I remember my professor in my first numerical analysis course talking about Lagrange interpolating polynomials and sampling the test function f(x) = 1/(1 + x2). We already knew about oscillations in higher-order polynomials, so this discussion was about sampling increments. The natural thought is to sample in equal increments across an interval. Thus started a discussion about Chebyshev polynomials and Chebyshev nodes. I actually found a good blog post about this very topic at John Cook’s blog. John has a great blog on math and computation, btw.
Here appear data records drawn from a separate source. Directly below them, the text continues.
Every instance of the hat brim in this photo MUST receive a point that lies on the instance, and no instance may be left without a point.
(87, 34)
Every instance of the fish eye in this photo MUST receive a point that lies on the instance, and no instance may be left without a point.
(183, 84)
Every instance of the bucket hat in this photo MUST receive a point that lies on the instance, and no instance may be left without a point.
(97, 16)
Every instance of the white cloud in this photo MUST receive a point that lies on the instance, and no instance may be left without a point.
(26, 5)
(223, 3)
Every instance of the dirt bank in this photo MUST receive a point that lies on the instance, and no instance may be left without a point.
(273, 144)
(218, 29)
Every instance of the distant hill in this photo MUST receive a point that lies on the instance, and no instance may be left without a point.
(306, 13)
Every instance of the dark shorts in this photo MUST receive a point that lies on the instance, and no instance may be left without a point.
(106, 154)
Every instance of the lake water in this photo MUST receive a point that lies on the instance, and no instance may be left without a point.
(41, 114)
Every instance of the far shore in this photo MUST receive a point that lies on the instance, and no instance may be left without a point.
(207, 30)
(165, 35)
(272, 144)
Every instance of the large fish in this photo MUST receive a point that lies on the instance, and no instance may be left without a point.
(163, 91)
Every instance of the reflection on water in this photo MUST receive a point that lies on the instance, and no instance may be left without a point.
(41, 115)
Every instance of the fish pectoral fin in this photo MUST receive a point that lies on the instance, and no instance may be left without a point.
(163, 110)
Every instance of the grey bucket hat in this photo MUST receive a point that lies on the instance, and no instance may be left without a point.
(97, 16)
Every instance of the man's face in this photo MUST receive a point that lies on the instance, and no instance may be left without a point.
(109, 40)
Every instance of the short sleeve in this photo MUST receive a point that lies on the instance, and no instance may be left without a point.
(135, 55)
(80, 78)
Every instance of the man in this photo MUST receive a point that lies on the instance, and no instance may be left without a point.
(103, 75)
I wanted one more demo showing how to create cubic spline nodes in script and highlight sections of the spline that were not necessarily in-between knots. The new demo samples the above function at Chebyshev nodes in [-5,5] and fits a natural cubic spline to the nodes. The area under the curve in [-1,1] is highlighted as shown in the screenshot below (by clicking the ‘Show Highlight’ button.

Click on the ‘Show Function’ button to show the original function plotted point-to-point to see a visual comparison of the spline approximation. If you are interested, change the interpolation points and study the change in quality of fit.
Now that my trip down memory lane is complete, next step is to complete the Degrafa spline architecture (which is only about halfway there) and add a parametric spline. I did correct a typo in the code, so you will need to update SVN.